Душистый аир - страница 11

стр.

Дайте путь-дорогу в край родной найти…

Неужели это Казис поет? Неужели это его голос жалуется, тоскует?

Небеса чужие льют холодный свет,
Край родной, далекий вижу я во сне…

Неужели правда Казис? Ведь он молчун. Я еще никогда не слышал, чтобы он пел.

А протяжная песня все звучит.

Он поет. Неужели все-таки он?

Край родной, далекий вижу я во сне…

Моя мама облокотилась о подоконник и глядит в ту сторону, откуда доносится музыка; ее́ плечи начинают то подниматься, то опускаться. Она поет, наша мама! Голос ее сливается с жалобной мелодией гармони. Я тоже запеваю: выкрикиваю слова, потом, спохватившись, умолкаю, жду и снова ору не в такт, обгоняя мелодию гармони. А вдруг и Казис меня услышит?

— Чего визжишь, будто поросенок недорезанный? — Мама дает мне тычка.

Я, устыдившись, затихаю, а через минуту снова вступаю:

…вижу я во сне-е-е…

Над высокими тополями хутора плывет жалоба гармони.

— Да угомонись ты, сколько раз говорено! — раздается злобный голос Юочбалене. — Спать не даешь. Точно нищий на паперти.

Резко обрывается звук. Темнота как будто становится еще гуще, и черная ночь тяжело налегает на поля.

Мама сидит у окна тихая, потерянная, потом оборачивается и произносит:

— До чего же оскотинились, эх, люди…

Это она про старуху Юочбалене.



Я долго ворочаюсь, не могу уснуть: думаю, как бы это отомстить старухе за Казиса. Может, потихоньку забраться в огород и повыдергать огуречную рассаду? Или лук? Только ведь огород прямо под окнами — увидит старуха. А что, если в колодец дохлую кошку кинуть? Нет, не годится — где ее найдешь, дохлую кошку? Придумал, придумал! Я даже подпрыгнул на постели. Ведь старуха на ночь опускает в речку бидоны с молоком. Напущу туда лягушек! Днем наловлю, а как только стемнеет… Эх, знал бы Казис! Небось и ему не спится, как и мне. Интересно, он еще помнит меня?

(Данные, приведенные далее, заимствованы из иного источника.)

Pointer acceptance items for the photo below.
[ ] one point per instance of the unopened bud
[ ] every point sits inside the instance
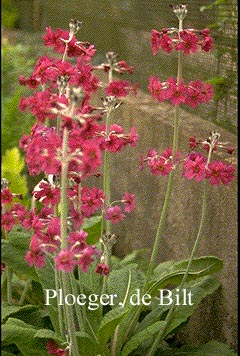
(74, 26)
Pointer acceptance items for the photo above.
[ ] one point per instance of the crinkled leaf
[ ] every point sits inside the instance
(87, 344)
(46, 277)
(124, 283)
(173, 273)
(200, 289)
(8, 309)
(93, 227)
(137, 257)
(12, 165)
(137, 339)
(48, 334)
(109, 323)
(22, 335)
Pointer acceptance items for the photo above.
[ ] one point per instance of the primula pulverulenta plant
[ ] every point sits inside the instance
(76, 297)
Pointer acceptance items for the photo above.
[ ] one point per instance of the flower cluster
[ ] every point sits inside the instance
(188, 41)
(194, 93)
(61, 102)
(195, 165)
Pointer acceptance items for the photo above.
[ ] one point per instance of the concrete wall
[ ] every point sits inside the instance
(216, 318)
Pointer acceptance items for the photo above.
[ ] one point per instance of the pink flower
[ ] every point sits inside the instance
(35, 259)
(118, 88)
(160, 166)
(47, 194)
(35, 255)
(188, 43)
(129, 201)
(207, 42)
(65, 260)
(155, 41)
(114, 213)
(102, 268)
(194, 166)
(166, 43)
(87, 257)
(123, 67)
(8, 221)
(6, 196)
(77, 241)
(219, 172)
(92, 200)
(176, 92)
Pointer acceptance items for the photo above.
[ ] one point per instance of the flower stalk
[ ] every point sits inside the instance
(159, 233)
(168, 319)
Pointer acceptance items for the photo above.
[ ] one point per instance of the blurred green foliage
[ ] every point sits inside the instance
(12, 167)
(10, 15)
(15, 61)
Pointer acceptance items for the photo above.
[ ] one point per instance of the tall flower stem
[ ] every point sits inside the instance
(161, 334)
(63, 221)
(165, 208)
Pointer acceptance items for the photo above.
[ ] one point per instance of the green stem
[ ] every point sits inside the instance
(64, 199)
(78, 313)
(9, 284)
(161, 334)
(165, 208)
(69, 322)
(70, 325)
(163, 216)
(24, 292)
(60, 309)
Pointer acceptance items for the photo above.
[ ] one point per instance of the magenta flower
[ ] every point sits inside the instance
(6, 196)
(65, 260)
(155, 41)
(87, 257)
(194, 166)
(188, 43)
(219, 172)
(7, 221)
(92, 200)
(129, 202)
(176, 93)
(102, 268)
(47, 194)
(114, 214)
(35, 256)
(118, 88)
(166, 43)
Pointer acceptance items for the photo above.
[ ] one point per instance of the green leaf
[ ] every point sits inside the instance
(137, 257)
(13, 255)
(5, 353)
(46, 277)
(86, 344)
(137, 339)
(12, 166)
(22, 335)
(199, 288)
(212, 348)
(93, 227)
(8, 310)
(173, 274)
(48, 334)
(109, 323)
(124, 283)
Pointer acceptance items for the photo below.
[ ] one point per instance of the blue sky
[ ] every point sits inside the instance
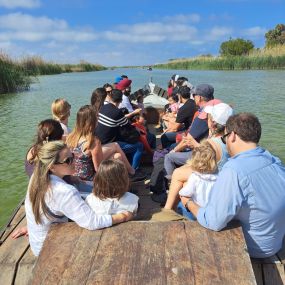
(131, 32)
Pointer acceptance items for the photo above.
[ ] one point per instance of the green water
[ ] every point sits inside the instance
(260, 92)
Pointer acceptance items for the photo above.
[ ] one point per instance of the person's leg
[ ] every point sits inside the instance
(182, 211)
(179, 177)
(174, 159)
(167, 139)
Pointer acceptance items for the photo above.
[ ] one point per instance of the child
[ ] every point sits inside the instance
(110, 195)
(60, 109)
(146, 138)
(203, 177)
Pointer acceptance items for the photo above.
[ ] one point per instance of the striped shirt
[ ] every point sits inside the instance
(111, 118)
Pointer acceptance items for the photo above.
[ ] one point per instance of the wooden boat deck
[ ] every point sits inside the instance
(153, 254)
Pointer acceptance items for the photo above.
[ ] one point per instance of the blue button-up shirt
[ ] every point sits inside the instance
(250, 188)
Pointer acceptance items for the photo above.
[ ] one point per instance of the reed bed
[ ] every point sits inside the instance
(273, 58)
(17, 75)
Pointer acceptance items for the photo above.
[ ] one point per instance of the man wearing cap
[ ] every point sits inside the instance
(125, 86)
(250, 189)
(183, 119)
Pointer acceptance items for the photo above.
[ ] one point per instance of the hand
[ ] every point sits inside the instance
(127, 216)
(23, 231)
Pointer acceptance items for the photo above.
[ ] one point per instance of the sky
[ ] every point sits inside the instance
(131, 32)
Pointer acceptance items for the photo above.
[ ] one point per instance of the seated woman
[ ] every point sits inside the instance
(217, 117)
(48, 130)
(60, 109)
(87, 148)
(51, 200)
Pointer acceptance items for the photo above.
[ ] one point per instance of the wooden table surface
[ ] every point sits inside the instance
(143, 253)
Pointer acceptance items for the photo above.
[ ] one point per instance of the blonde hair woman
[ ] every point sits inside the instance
(60, 109)
(87, 148)
(51, 200)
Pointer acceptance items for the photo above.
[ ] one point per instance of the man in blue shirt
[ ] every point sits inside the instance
(250, 188)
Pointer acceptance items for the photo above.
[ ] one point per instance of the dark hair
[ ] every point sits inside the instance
(184, 91)
(116, 96)
(107, 85)
(174, 97)
(246, 126)
(111, 179)
(98, 97)
(181, 80)
(48, 130)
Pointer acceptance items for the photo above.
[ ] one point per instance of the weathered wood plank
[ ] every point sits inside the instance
(20, 215)
(142, 253)
(25, 268)
(67, 255)
(257, 269)
(220, 257)
(273, 274)
(10, 254)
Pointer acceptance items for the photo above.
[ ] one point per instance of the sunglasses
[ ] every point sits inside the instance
(223, 138)
(67, 161)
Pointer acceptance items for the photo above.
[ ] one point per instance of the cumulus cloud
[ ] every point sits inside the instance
(183, 18)
(255, 32)
(11, 4)
(152, 32)
(217, 33)
(19, 26)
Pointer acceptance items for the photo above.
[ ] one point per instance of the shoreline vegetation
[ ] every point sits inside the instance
(17, 75)
(258, 59)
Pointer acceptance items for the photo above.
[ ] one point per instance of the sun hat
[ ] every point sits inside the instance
(118, 79)
(204, 90)
(203, 115)
(123, 84)
(220, 112)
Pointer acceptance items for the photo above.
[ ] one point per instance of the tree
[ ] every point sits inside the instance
(234, 47)
(276, 36)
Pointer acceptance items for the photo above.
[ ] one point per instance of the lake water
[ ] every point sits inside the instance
(260, 92)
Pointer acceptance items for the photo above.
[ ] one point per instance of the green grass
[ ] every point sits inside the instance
(273, 58)
(17, 75)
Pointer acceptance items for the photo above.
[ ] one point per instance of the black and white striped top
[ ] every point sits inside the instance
(111, 118)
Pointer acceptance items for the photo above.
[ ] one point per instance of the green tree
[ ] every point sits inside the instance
(235, 47)
(276, 36)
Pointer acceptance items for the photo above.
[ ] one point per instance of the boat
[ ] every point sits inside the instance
(18, 263)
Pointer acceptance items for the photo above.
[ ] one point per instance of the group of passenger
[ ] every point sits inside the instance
(210, 156)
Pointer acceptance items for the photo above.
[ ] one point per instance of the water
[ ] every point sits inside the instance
(260, 92)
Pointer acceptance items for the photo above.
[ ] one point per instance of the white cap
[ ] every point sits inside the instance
(220, 112)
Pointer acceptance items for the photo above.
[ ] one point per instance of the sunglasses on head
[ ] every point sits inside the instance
(67, 161)
(223, 138)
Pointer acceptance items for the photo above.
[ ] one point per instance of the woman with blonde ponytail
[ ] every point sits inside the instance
(50, 199)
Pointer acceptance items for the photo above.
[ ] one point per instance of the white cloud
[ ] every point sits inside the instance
(11, 4)
(255, 32)
(152, 32)
(183, 18)
(19, 26)
(217, 33)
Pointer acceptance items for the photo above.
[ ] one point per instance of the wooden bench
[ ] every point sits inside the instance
(270, 271)
(143, 253)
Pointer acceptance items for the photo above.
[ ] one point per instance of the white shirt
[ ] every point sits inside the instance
(128, 202)
(198, 187)
(126, 104)
(62, 200)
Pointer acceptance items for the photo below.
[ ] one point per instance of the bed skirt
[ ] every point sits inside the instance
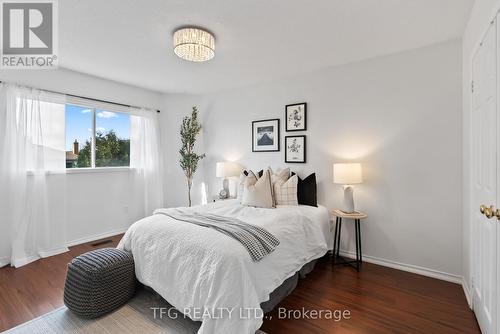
(280, 292)
(286, 287)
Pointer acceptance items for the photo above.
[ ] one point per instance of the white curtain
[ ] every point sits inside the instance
(32, 211)
(145, 159)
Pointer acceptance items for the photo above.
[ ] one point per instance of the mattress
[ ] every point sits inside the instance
(209, 276)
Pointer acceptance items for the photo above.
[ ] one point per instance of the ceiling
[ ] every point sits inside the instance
(256, 40)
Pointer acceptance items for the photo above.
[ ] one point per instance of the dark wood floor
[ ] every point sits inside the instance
(379, 299)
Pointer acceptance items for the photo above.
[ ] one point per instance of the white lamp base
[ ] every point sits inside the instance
(348, 204)
(224, 193)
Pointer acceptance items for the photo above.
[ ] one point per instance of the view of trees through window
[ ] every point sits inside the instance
(111, 134)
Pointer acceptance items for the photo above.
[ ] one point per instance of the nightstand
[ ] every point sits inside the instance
(356, 217)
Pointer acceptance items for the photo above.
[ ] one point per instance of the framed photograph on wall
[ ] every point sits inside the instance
(266, 135)
(295, 149)
(296, 117)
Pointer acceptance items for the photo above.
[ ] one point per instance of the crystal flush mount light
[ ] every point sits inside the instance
(194, 44)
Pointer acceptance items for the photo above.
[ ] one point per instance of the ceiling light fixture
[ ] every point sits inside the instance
(194, 44)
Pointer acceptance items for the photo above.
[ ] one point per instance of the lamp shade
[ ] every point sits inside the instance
(227, 169)
(347, 173)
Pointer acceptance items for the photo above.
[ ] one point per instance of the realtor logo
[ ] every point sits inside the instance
(29, 31)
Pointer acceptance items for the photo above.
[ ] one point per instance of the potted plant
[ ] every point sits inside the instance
(190, 129)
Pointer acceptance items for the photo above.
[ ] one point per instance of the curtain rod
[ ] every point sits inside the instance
(88, 98)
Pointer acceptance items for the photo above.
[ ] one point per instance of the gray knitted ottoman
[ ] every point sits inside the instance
(99, 282)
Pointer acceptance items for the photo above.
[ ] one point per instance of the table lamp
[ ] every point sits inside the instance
(226, 170)
(347, 174)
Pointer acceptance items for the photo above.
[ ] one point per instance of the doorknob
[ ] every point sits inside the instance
(489, 212)
(497, 214)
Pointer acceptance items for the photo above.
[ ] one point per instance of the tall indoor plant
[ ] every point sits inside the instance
(190, 129)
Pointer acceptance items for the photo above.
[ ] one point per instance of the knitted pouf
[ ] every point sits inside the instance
(99, 282)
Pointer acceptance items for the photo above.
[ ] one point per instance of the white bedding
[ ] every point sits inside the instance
(206, 274)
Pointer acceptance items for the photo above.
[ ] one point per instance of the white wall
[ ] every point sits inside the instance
(175, 107)
(399, 115)
(97, 203)
(482, 14)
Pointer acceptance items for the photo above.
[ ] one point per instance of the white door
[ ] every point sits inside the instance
(484, 178)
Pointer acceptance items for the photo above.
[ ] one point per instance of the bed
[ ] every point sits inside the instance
(210, 277)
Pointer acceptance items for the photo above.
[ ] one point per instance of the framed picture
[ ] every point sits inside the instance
(266, 135)
(296, 117)
(295, 149)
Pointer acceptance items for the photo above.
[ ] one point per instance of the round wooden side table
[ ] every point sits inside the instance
(356, 216)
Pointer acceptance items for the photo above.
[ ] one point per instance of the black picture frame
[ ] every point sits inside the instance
(304, 155)
(276, 146)
(288, 108)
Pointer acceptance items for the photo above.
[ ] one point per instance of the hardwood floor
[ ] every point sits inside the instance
(379, 299)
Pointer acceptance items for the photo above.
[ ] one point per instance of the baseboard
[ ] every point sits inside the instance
(407, 267)
(5, 260)
(24, 261)
(53, 252)
(467, 293)
(96, 237)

Как-то пас я коров на парах возле самых полей Юочбалисов, за ольшаником. Казис навоз раскидывал. Трудился не разгибая спины, не переводя дыхания. Только вилы поскрипывали, пошлепывали. «Неужели он меня не замечает?» — подумал я и заорал во всю глотку:

Отпустил коня я в поле,
А сам-то к девушкам пошел…

Видно, перепугавшись моего громкого пения, ворона шумно поднялась с верхушки дерева и улетела прочь, а вот Казис… Ну хоть бы глаза поднял! Оглох он, что ли? Нет, погоди, ты еще меня не знаешь!

На пеньке трухлявом
Черт сидит глухой…

Я оттарабанил дразнилку, повернувшись лицом к Казису, а он как ни в чем не бывало знай орудует вилами. Подденет кучу навоза да как швырнет, потом еще и еще. Потом разровняет, пришлепнет и дальше трудится.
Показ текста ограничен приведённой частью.